Lifting foreign ownership rules on all telecom companies would likely result in a flurry of mergers and takeovers, both within Canada and from without. My take on what might happen in such a situation is a bit dated, but some of it is still probable (especially Bell and Telus merging). Nevertheless, it’s very unlikely the government wants a string of high-profile, multibillion-dollar mergers to take place in the lead-up to an auction. With that auction a year or two at most away, that’s also probably not enough time for such deals to be enacted, reviewed and consummated.
So what would happen if restrictions were lifted on smaller or entirely new companies? It’s obviously hard to say definitely, but here too the fate of Canada’s wireless market likely lies with whether or not there’s going to be a set-aside for smaller carriers in the next auction.
If the government follows conventional wisdom and decides that – since foreign ownership restrictions are being lifted – the playing field should be equal, then the smart bet is on consolidation. With no set-aside, there will only be room in the auction for deep-pocketed players. Russia’s Vimpelcom, which currently financially backs Wind Mobile, is best situated for that possibility. It would likely take ownership of Wind and possibly try to buy the other two startups, Mobilicity and Public Mobile.
There is the possibility that a fifth large player, perhaps AT&T or Verizon, could get involved and bid on spectrum as a first step toward building its own network from scratch, or buy Mobilicity and/or Public Mobile to get its foot in the door.

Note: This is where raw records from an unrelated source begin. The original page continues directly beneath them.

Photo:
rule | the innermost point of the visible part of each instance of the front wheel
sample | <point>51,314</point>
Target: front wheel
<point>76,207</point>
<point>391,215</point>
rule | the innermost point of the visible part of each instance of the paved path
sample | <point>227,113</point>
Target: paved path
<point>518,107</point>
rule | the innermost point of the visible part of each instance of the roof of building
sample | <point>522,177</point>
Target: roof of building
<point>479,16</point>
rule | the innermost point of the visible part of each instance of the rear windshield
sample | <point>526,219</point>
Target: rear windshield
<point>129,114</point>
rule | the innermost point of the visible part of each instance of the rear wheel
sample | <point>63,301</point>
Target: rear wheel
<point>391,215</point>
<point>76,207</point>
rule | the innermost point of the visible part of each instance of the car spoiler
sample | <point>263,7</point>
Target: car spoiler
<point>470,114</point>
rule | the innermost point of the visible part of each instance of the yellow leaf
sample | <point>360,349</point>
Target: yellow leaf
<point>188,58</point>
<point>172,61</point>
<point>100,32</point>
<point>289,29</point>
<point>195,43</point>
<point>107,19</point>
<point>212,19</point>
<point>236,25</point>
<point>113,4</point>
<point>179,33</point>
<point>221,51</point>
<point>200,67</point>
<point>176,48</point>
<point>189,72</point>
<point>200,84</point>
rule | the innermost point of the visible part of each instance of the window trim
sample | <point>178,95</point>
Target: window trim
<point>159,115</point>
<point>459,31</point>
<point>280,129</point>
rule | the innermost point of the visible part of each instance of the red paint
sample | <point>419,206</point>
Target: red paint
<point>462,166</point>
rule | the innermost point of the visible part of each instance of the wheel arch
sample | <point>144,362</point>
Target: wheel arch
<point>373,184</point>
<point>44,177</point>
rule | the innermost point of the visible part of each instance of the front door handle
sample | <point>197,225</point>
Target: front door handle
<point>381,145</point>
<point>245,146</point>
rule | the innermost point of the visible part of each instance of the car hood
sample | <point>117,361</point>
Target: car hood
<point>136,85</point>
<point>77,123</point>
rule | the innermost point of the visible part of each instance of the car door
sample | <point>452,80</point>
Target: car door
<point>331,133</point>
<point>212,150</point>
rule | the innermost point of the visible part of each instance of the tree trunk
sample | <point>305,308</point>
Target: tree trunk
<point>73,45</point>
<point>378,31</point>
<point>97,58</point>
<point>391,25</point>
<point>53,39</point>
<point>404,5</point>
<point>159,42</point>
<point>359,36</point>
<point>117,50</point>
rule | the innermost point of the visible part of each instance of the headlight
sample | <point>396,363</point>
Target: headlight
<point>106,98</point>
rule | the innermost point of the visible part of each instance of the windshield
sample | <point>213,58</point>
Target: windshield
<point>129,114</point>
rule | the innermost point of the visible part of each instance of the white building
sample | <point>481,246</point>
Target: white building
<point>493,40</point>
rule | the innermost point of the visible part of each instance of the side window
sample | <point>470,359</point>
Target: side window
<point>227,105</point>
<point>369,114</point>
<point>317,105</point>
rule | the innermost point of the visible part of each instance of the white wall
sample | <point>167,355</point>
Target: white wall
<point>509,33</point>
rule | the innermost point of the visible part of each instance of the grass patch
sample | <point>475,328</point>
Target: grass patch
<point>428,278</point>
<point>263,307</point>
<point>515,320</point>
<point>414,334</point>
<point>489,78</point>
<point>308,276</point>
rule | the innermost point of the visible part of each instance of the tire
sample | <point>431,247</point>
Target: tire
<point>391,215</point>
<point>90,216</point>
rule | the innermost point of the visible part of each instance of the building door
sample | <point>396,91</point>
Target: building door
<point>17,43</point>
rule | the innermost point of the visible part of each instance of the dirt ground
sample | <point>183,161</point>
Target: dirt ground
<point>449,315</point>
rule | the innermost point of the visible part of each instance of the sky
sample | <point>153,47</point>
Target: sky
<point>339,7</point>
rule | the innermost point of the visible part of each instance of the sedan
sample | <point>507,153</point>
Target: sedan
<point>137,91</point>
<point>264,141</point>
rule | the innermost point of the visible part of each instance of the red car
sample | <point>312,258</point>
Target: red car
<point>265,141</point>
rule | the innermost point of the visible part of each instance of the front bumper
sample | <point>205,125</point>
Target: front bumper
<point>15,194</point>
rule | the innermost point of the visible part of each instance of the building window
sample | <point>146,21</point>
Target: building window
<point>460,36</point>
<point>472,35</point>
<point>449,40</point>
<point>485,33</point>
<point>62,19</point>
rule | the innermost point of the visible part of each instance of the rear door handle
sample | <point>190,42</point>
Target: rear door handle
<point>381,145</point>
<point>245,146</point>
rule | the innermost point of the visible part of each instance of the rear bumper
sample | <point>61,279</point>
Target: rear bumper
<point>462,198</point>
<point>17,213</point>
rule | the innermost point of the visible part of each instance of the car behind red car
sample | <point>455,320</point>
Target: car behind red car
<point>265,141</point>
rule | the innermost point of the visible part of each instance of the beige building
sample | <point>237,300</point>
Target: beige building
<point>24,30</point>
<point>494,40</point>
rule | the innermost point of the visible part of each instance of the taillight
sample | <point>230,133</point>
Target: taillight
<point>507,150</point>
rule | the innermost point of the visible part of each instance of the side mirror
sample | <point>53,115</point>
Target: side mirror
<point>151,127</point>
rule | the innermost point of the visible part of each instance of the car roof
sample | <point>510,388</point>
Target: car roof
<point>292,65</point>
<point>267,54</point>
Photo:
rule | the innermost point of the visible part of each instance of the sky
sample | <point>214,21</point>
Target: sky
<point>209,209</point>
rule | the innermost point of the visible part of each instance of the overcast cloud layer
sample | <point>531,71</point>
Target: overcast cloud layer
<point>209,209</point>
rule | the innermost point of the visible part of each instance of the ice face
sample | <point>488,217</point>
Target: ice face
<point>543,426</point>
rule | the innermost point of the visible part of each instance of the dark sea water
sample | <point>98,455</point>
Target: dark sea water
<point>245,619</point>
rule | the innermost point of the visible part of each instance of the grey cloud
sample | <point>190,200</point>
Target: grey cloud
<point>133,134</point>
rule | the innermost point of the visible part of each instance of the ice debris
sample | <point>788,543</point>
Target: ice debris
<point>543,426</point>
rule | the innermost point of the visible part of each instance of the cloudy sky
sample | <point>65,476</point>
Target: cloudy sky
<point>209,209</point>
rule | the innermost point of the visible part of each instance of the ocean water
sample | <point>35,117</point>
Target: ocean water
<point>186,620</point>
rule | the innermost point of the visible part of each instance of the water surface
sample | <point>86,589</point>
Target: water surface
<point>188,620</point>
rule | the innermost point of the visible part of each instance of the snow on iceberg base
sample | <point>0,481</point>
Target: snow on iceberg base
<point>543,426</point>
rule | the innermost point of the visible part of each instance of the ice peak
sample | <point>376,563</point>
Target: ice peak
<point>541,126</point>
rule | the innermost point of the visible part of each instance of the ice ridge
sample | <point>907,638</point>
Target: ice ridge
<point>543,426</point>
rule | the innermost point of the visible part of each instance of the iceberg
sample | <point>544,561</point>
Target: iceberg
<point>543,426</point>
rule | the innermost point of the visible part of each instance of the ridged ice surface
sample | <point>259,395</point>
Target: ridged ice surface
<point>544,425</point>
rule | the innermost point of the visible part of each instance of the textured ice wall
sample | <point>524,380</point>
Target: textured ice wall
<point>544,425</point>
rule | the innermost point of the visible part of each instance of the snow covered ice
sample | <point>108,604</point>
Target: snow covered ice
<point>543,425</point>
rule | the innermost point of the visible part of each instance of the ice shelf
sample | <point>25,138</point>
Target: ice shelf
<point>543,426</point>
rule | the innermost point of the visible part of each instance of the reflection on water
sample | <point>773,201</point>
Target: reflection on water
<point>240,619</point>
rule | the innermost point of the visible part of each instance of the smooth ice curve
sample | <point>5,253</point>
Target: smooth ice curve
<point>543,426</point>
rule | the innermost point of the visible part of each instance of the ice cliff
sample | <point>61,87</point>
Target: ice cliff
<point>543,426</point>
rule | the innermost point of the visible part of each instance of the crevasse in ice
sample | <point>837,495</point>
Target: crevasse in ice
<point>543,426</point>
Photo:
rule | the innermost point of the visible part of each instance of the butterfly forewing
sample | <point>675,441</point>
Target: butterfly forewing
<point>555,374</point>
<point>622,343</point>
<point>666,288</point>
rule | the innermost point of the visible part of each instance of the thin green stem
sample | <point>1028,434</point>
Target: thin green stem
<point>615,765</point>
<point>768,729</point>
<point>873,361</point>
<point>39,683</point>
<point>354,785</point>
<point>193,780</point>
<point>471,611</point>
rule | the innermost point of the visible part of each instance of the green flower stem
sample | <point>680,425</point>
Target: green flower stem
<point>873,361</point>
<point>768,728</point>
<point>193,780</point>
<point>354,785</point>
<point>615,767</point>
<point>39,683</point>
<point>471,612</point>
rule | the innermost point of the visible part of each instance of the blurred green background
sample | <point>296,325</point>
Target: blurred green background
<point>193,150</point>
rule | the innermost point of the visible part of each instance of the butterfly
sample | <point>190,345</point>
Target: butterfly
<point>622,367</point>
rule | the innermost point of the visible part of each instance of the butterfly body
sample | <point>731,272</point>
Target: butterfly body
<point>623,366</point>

But, given that the United States – a country with 10 times the population of Canada – is having trouble supporting four national carriers, that’s a remote possibility at best.
Things would get very interesting if, however, the government lifted foreign ownership restrictions and promised a set aside for small and new carriers. While a wide-open auction might effectively declare that the Canadian market is all but settled between four players, an additional set-aside would still leave some wiggle room. There might still be consolidation among smaller players, but they wouldn’t necessarily have to merge. Wind could be bought by Vimpelcom while Mobilicity could sell to AT&T, for example, which would raise the odds of there being more than four carriers left standing after the auction.
Simply put, more players in any market means better prices and innovation will eventually result. It also means some of those players are going to lose money, or perhaps not make as much as they hoped. If a removal of foreign ownership restrictions is a given, the government must then decide on whether its plan to get more competition in wireless has been effective yet. If the answer is yes, an auction with no set-asides is the way to go. If the answer is no, then perhaps new competition must be further stimulated through another set-aside.
The CRTC’s recent Communications Monitoring Report actually quantified the impact of the new cellphone carriers. So far, they’ve amounted to the average cellphone bill decreasing by a whopping 95 cents. That, and the fact that most Canadians still complain about overpaying, means the government’s path forward seems pretty clear.